How to Disable Auto-Updates
The Gaijin War Thunder auto-updater is NOT a Virus! It sits in the tray area and does a great job of restoring itself if you try to erase it. This is actually an admirable feature, not something to be worried about.
I prefer not to have auto-updating enabled and you can switch it off in the War Thunder launcher. Run the game and in the launcher, select the wrench icon at top right to untick ‘auto-updates’.
X Plane VR
Since flight sims are a natural fit for VR I looked at buying one that would allow me to fly with more freedom. There are quite a few to choose from, but I settled on X Plane and quite quickly became attracted to the simplicity of gliding in the Alps.

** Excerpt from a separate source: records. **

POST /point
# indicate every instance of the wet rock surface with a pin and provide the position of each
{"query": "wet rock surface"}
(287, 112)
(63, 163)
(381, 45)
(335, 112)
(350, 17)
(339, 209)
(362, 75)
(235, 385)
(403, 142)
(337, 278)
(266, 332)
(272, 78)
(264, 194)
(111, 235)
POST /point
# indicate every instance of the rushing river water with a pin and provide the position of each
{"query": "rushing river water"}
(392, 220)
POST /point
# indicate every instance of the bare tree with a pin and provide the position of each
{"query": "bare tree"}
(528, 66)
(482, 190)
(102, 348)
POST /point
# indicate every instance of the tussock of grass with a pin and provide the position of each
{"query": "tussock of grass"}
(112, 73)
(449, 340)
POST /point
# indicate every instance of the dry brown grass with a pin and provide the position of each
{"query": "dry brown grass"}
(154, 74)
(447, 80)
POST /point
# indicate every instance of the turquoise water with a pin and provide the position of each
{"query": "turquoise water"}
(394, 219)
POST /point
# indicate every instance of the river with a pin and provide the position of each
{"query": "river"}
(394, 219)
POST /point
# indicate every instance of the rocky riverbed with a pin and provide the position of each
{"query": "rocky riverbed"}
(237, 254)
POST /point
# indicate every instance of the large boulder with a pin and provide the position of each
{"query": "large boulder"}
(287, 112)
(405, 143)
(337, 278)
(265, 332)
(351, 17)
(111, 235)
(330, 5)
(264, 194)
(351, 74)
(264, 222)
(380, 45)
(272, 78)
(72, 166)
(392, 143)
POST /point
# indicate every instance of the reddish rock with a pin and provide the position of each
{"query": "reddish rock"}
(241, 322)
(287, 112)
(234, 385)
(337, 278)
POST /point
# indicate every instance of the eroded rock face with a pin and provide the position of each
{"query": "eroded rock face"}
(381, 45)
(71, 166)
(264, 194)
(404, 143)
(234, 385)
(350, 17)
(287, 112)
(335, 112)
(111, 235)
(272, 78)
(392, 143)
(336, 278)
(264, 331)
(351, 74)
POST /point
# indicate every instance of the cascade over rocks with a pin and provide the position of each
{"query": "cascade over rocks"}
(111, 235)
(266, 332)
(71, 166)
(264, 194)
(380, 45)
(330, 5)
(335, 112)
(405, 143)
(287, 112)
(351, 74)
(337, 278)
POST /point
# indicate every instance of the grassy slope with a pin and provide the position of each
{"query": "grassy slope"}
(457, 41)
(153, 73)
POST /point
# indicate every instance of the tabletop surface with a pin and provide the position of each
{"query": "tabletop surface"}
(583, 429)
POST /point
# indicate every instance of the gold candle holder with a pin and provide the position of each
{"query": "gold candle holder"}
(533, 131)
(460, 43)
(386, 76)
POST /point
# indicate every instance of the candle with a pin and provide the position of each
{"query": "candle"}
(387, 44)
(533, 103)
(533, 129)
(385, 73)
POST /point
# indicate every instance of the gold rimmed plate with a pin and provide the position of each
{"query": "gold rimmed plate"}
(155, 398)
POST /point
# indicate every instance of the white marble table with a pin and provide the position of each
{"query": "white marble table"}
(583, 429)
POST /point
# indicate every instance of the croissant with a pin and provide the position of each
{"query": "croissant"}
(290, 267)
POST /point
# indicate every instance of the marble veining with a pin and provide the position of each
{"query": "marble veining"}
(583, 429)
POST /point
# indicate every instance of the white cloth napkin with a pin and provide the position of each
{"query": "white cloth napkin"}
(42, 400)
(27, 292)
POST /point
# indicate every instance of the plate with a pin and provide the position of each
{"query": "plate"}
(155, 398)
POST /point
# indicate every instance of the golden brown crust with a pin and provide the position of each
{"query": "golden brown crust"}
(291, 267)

When my PC didn’t recognise the Rift S I tried the following without success:
- Reinstalling oculus
- Updating Nvidia GeForce drivers
- Restarting the PC before and after Windows updates
- Turning the power off completely for 5 minutes (to reset the hardware)
A connection led illuminates briefly in the headset when the PC boots up but then goes out. The device manager revealed that there was a problem with the Rift S Hub.
I contacted the Oculus Support via a chat window and to my surprise, they were not only readily available they were very helpful. Lily identified that my version of Windows wasn’t the latest available.
I found that there was a Windows update due for my PC that was a month late. Auto Updates to the Rift S had put it out of sync with my PC. I found out how to force all the missing updates to occur and the Rift came back online.